Young children with developmental delays often form strong parasocial relationships with screen characters. Research shows these relationships can increase engagement, reduce anxiety, and improve learning outcomes (Calvert, 2017). A child who already trusts Bluey will engage more readily when Bluey is their Meadow companion. The character slot lets Meadow tap into existing trust without rebuilding it from scratch.

08 Clinical Grounding

Built on what SLPs already know works

The companion’s design maps directly to validated clinical techniques. Every behavior has a research basis.

🎭

Modeling vs. Self-Expression

The separation between the child’s voice (avatar) and the teaching voice (companion) mirrors how SLPs work: the therapist models, the child produces. Mixing the two confuses whose communication act is happening.

AAC modeling best practice — Drager et al., 2006
⏸️

Expectant Pausing

The structured wait after the companion models a word is the single most effective technique for eliciting production in pre-verbal children. Built into every engagement cycle.

Core SLP technique — validated across AAC populations
🎯

Triple-Modality Output

Picture + companion speech + companion sign, simultaneously. Multiple channels increase encoding strength and serve different learning styles.

Multi-modal AAC best practice — Romski & Sevcik
📈

Differential Reinforcement

Bigger celebrations from the companion for more intentional responses. The child naturally drifts from random touches toward purposeful communication.

ABA principle — Cooper, Heron & Heward
🤗

Warm Celebration

Praise comes from the companion — a character, not a UI element. Human-feeling, enthusiastic but genuine, modeled on Ms. Rachel’s approach: brief, warm, and focused on the child’s communicative act.

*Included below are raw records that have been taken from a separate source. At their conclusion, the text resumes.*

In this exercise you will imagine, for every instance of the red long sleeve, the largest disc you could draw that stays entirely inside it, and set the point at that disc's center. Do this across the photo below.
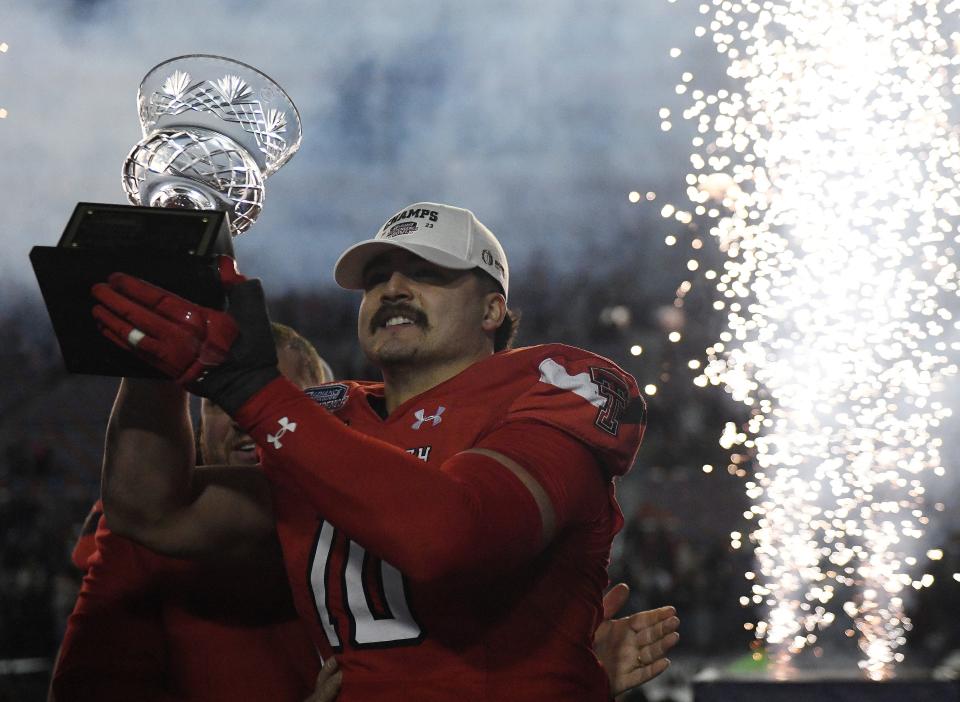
(389, 501)
(114, 646)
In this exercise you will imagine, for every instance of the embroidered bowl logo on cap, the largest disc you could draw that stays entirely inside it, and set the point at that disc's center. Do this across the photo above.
(400, 229)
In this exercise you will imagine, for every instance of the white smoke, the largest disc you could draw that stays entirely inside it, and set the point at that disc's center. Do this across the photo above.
(539, 117)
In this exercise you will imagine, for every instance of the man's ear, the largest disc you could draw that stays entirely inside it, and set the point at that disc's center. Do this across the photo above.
(494, 311)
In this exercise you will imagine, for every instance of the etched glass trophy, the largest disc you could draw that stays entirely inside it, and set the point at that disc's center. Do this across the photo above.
(214, 130)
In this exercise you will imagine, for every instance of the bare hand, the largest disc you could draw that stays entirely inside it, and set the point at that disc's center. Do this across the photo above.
(328, 682)
(633, 649)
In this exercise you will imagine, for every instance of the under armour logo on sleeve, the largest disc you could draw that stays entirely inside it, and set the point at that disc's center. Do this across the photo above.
(285, 426)
(435, 419)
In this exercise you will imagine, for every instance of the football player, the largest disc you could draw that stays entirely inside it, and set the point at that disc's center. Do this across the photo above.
(445, 532)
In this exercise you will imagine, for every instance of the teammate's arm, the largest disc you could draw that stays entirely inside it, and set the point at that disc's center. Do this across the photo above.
(152, 492)
(113, 649)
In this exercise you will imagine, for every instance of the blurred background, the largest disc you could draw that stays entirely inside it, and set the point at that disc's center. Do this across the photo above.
(551, 121)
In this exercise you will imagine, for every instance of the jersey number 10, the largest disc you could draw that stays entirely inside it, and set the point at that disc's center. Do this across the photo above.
(368, 628)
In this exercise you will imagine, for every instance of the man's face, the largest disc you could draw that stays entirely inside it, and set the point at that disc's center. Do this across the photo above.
(222, 441)
(416, 312)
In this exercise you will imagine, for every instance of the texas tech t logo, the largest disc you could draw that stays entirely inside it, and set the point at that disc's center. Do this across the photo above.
(611, 387)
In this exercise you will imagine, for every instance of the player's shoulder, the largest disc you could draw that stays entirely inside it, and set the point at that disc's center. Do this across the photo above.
(581, 394)
(552, 363)
(335, 396)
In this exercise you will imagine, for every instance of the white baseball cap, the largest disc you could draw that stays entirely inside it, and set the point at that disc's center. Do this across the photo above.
(451, 237)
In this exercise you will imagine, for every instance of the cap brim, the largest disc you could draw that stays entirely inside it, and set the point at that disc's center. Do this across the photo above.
(348, 271)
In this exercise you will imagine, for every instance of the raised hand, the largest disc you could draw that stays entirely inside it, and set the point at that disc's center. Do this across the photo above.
(633, 649)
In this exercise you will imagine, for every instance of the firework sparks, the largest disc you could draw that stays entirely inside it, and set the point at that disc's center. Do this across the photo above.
(830, 182)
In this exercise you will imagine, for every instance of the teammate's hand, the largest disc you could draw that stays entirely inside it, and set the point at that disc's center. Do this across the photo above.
(328, 683)
(225, 356)
(633, 649)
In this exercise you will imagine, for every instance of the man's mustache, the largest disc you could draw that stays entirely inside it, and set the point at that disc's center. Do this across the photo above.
(389, 310)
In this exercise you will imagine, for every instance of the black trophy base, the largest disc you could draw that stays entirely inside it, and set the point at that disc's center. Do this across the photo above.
(826, 691)
(173, 249)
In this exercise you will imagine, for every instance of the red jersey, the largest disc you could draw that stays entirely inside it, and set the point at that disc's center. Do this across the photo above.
(524, 634)
(147, 627)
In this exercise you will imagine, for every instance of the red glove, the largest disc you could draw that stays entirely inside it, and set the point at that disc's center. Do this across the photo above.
(226, 356)
(180, 338)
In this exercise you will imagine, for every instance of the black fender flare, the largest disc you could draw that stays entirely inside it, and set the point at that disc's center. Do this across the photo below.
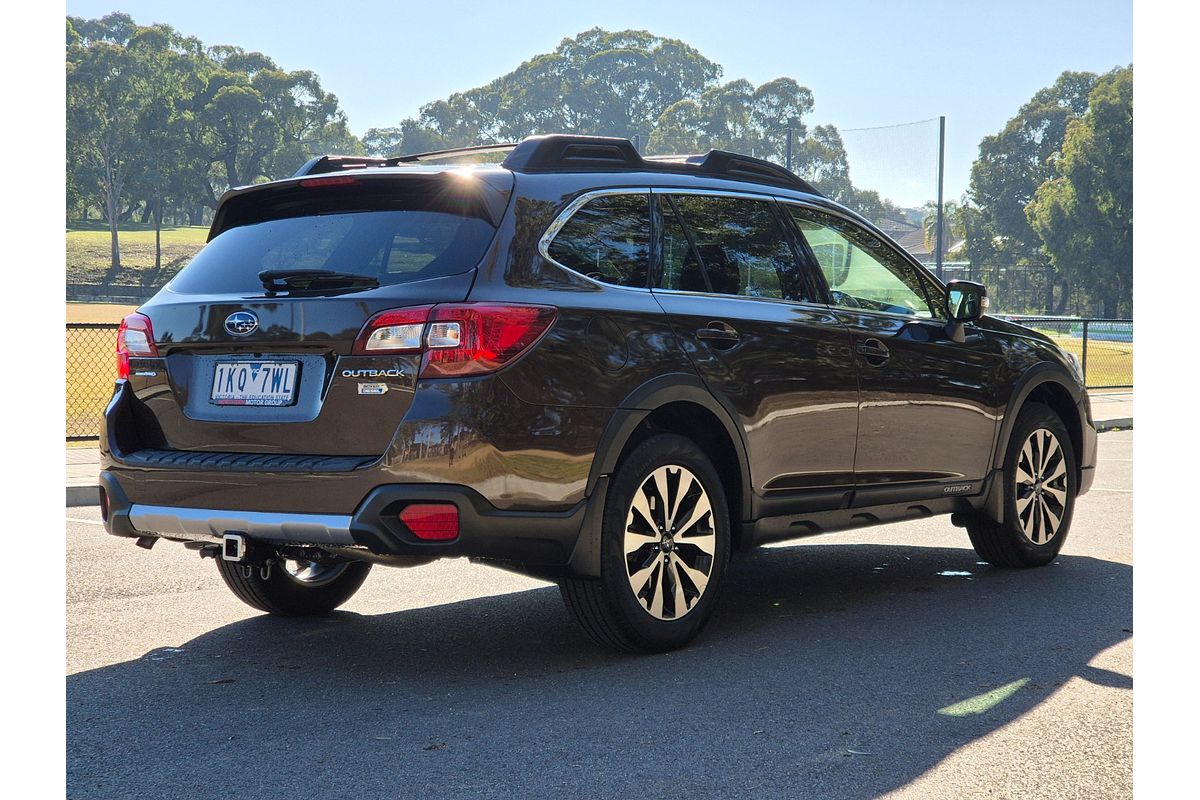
(639, 404)
(1045, 372)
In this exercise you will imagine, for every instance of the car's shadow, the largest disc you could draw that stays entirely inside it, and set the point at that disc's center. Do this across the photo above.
(829, 671)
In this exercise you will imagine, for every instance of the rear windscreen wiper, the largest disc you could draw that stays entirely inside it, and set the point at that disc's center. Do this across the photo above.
(315, 280)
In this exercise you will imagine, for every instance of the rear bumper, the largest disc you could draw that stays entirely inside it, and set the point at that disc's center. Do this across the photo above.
(521, 537)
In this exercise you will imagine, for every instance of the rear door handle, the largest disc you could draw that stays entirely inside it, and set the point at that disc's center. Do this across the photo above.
(719, 335)
(874, 350)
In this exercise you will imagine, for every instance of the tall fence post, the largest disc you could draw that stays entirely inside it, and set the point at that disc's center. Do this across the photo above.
(941, 174)
(1085, 352)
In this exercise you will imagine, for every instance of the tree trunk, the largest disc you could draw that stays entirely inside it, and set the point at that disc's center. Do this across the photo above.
(157, 235)
(111, 203)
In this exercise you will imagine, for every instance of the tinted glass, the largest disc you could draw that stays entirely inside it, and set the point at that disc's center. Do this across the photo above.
(681, 268)
(862, 271)
(607, 240)
(405, 234)
(742, 247)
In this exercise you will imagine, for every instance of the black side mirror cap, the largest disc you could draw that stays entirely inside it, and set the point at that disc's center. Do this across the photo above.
(965, 302)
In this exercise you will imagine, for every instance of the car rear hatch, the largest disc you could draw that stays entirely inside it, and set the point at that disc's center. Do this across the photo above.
(256, 337)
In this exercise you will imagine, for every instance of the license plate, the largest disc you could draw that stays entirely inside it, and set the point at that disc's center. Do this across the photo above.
(255, 383)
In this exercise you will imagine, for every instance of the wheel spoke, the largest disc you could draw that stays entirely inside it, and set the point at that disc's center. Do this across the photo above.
(1025, 463)
(681, 602)
(660, 481)
(1057, 494)
(705, 542)
(697, 513)
(1051, 519)
(1051, 451)
(659, 582)
(670, 542)
(1059, 470)
(697, 578)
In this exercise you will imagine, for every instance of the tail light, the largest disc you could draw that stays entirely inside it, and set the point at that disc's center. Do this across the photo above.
(457, 340)
(135, 340)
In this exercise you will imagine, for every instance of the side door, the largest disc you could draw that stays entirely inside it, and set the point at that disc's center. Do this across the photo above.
(743, 307)
(928, 405)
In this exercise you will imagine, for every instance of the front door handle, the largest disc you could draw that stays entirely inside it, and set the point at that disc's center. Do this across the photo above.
(874, 350)
(719, 335)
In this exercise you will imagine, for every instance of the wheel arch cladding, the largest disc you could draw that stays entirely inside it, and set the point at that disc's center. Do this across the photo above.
(702, 426)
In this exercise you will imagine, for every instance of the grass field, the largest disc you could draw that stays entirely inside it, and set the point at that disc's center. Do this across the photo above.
(89, 253)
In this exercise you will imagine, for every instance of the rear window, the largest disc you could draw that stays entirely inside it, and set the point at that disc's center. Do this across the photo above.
(391, 232)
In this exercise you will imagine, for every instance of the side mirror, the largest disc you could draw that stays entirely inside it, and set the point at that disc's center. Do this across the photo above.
(965, 302)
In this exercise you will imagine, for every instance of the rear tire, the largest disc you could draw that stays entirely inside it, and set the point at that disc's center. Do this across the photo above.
(1039, 488)
(303, 590)
(665, 545)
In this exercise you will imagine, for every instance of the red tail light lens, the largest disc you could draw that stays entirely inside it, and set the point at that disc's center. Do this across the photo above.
(475, 338)
(393, 331)
(135, 338)
(459, 340)
(432, 521)
(337, 180)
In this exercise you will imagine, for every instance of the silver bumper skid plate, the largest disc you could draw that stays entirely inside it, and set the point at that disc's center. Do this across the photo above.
(259, 525)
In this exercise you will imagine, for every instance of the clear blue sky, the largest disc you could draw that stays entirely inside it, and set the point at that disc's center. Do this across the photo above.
(868, 64)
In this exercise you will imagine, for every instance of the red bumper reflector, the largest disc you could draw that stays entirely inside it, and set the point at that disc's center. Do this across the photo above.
(431, 521)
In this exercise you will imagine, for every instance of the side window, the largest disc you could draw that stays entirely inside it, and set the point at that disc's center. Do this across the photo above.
(861, 270)
(681, 268)
(741, 248)
(607, 240)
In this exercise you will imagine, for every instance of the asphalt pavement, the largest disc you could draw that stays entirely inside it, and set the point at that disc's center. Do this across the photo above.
(882, 662)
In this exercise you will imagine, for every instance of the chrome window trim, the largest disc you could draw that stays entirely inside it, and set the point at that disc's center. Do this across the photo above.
(271, 527)
(565, 215)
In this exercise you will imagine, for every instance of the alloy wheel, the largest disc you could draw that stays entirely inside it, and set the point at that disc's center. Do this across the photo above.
(1041, 486)
(670, 542)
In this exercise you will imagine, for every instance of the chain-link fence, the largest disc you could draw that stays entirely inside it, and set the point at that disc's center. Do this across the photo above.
(1104, 347)
(91, 368)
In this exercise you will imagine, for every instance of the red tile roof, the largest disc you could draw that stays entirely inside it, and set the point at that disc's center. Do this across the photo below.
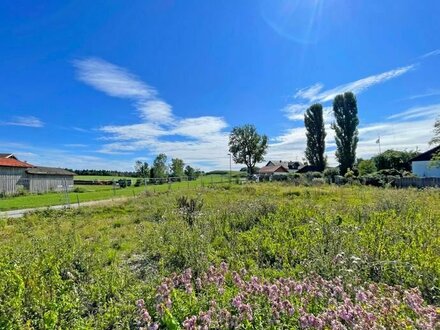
(12, 162)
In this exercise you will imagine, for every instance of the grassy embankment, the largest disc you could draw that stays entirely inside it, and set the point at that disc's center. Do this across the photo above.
(85, 193)
(85, 269)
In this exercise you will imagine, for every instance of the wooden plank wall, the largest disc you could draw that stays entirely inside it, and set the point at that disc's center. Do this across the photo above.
(45, 183)
(11, 178)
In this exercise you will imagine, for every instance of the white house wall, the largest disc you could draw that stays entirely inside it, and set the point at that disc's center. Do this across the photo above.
(425, 169)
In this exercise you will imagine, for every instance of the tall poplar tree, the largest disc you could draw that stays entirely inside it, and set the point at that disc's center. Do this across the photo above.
(314, 123)
(346, 132)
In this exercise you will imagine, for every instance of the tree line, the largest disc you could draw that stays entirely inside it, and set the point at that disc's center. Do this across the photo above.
(162, 169)
(248, 147)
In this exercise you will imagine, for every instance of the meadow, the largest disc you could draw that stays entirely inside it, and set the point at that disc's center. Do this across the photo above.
(86, 193)
(255, 256)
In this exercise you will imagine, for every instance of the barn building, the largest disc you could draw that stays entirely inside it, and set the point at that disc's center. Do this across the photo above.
(422, 165)
(12, 174)
(44, 179)
(16, 175)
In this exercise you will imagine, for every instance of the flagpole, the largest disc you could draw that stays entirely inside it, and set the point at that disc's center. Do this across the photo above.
(379, 145)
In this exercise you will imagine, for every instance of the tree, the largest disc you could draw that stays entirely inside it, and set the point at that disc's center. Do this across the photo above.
(160, 166)
(247, 146)
(314, 122)
(435, 161)
(394, 159)
(436, 139)
(190, 172)
(366, 166)
(346, 133)
(176, 167)
(141, 169)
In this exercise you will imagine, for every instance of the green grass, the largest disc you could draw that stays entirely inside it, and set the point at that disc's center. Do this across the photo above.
(101, 177)
(97, 192)
(85, 268)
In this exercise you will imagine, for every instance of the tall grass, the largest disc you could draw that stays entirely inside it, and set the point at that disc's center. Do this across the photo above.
(85, 269)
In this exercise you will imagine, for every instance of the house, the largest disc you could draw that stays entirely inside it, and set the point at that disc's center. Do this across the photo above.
(16, 175)
(307, 168)
(422, 165)
(273, 170)
(291, 166)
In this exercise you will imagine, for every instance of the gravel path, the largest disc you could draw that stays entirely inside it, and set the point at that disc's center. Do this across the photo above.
(22, 212)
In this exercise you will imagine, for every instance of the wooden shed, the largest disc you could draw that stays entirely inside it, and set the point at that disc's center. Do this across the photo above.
(16, 175)
(45, 179)
(12, 174)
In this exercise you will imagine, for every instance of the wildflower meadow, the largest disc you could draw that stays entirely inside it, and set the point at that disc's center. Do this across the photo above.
(256, 256)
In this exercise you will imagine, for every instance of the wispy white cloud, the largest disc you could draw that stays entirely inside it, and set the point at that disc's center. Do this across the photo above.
(75, 145)
(198, 140)
(26, 121)
(155, 111)
(435, 52)
(428, 93)
(394, 133)
(429, 111)
(295, 111)
(315, 92)
(111, 79)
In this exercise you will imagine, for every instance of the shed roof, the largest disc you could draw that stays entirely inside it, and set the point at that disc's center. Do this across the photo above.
(307, 168)
(3, 155)
(49, 171)
(273, 169)
(12, 162)
(427, 155)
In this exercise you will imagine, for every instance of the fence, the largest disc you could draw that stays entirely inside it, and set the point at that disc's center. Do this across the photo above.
(13, 185)
(67, 194)
(417, 182)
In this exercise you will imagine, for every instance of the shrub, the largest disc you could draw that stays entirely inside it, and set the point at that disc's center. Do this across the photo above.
(189, 209)
(330, 173)
(366, 167)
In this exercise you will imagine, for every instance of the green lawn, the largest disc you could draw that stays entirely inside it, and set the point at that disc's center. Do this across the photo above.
(291, 254)
(96, 192)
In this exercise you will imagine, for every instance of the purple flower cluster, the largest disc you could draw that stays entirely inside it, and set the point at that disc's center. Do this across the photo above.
(226, 300)
(144, 318)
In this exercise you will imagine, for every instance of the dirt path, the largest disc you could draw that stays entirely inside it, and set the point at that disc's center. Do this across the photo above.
(22, 212)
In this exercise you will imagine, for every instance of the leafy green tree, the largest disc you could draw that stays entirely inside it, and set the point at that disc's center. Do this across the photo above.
(190, 172)
(160, 166)
(314, 123)
(141, 169)
(435, 162)
(394, 159)
(346, 115)
(366, 166)
(247, 146)
(176, 167)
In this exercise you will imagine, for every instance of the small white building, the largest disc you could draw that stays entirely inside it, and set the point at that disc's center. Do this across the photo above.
(424, 167)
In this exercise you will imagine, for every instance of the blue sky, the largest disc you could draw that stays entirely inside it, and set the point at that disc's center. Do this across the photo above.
(100, 84)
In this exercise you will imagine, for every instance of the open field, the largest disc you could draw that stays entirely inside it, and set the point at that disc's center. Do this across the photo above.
(336, 251)
(87, 193)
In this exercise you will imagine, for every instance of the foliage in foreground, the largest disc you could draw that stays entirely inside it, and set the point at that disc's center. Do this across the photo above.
(85, 269)
(221, 299)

Ms. Rachel / Songs for Littles — SLP-validated engagement
09 What This Is & Isn’t

Clear boundaries

The companion is designed with specific clinical intent. It’s important to be clear about what it is not.

🚫💬

Not a conversation partner

The child communicates with real people. The companion models and guides — it never pretends to be a peer.

🚫🤖

Not AI-driven

All companion behaviors are pre-authored and clinically vetted. No generative AI, no unpredictable responses.

🚫🎮

Not a game character

No leveling, no unlocking, no collectibles. The companion is a guide, not a gamification mechanic.

🚫📺

Not passive content

The companion doesn’t play videos or monologue. Every engagement is interactive with structured pauses for the child’s turn.

🐻

What it is: a bridge between silence and speech

The companion bridges the gap between a child who doesn’t yet know that touching a screen makes words happen and a child who uses Meadow as their voice. It reaches out first, models the rhythm of communication, celebrates every attempt, and then gets out of the way. The companion’s success is measured by how quickly the child stops needing it.

10 Accessibility

Every child can reach their guide

The companion and engagement mode are fully accessible from day one.

🔊
VoiceOver: “My Guide. Double-tap to start learning together.”
🎛️
Switch Control: companion is primary focus in bottom-right scan group
👆
60pt+ touch target on companion button
⏱️
Timer fallback — engagement never stalls for any input method

Timer fallback in engagement

If a child uses Switch Control and no switch activation occurs within the pause window, the cycle still advances. The companion softly repeats the word and moves on. The child is never stuck. This makes the engagement mode usable across the full spectrum of motor ability — from children who can accurately tap a target, to those who can only make gross motor contact, to those who cannot yet touch the screen at all.